How to quickly deploy 500 node multi-region proxy network
Once upon a time, while facing issues with rate limits on a distributed network, all players in the industry were competing for limited resources and rate limits by deploying proxy nodes that try to blend in with natural traffic.
TL;DR of the final solution:
- GCP Compute Instances with container option, add Managed Instance Groups, add LB in front — great for a POC and fast GTM — Go-to-Market.
- Vultr using Flatcar + cloud init + REST API via CLI for cost effectiveness.
While I was working on it, of course the first thing was trying to do it with Ansible the same way all the remaining infra is managed, but quickly it became evident that would be too slow and a bottleneck.
Ansible was fine for our bare metal servers that are deployed once with many services working together and kept for months/years, but an overkill to this simple use case where we just need to deploy a “swarm” of a single stateless app that can easily scale out.
Obviously I started looking at leveraging containers to deploy this application and considering where and how to deploy it.
Initially some options were considered like:
- AWS Lambda/GCP functions/etc
- GCP App Engine/DigitalOcean APps
- Fly.io
These were ruled out as too many instances of the applications would be running behind a NAT and sharing the same IP address.
So we need virtual machines with unique IP addresses, each.

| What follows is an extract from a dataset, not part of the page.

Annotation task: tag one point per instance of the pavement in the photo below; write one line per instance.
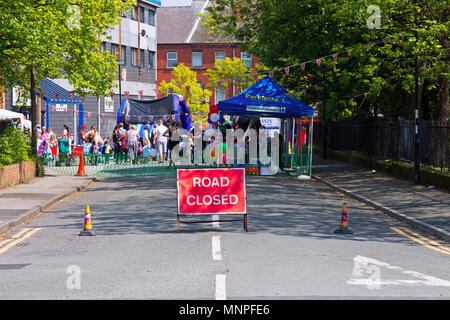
(20, 203)
(290, 251)
(424, 208)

Enter Google Cloud Compute Instances…
One of the things that standout from similar services is that they provide an easy way to deploy a container on each VM without too much fuss.

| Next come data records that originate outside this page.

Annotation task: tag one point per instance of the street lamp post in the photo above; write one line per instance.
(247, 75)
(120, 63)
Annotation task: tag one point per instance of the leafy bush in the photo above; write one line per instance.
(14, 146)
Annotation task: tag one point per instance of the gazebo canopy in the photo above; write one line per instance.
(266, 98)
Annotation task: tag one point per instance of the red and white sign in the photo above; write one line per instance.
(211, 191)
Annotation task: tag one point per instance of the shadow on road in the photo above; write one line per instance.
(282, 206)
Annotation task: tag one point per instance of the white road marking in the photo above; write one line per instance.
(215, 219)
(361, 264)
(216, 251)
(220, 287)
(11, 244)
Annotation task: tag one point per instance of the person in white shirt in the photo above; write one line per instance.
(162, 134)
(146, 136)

Simply select a container image instead of the OS base image like Ubuntu, Google will automatically use a Container Optimized OS image, setup a service to launch the container and give you a full hands off experience.
This can be used to quickly validate the deployment before moving to automation and scaling out.

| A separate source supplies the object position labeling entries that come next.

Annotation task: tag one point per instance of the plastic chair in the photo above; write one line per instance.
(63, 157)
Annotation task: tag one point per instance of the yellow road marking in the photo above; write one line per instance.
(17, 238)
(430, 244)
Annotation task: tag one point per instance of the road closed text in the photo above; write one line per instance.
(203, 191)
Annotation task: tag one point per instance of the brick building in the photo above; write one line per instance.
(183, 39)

Now this is where GCP shines, instead of a single instance, head to Instance Templates and specify a template that can be widely deployed.
Then head to Instance Groups, create one “Managed Instance Group (stateless) specifying the template you created above, delete the auto scaling option and simply select the amount of proxies that you need.
Also make sure to define a health check like TCP on port :8000, or HTTP to :8000/health, whatever suits your application.
So now you have a region with 100+ proxies ready to go, with automatic self-healing and easily scaled up or down with a button.
You will do the steps above for every region you need a presence on.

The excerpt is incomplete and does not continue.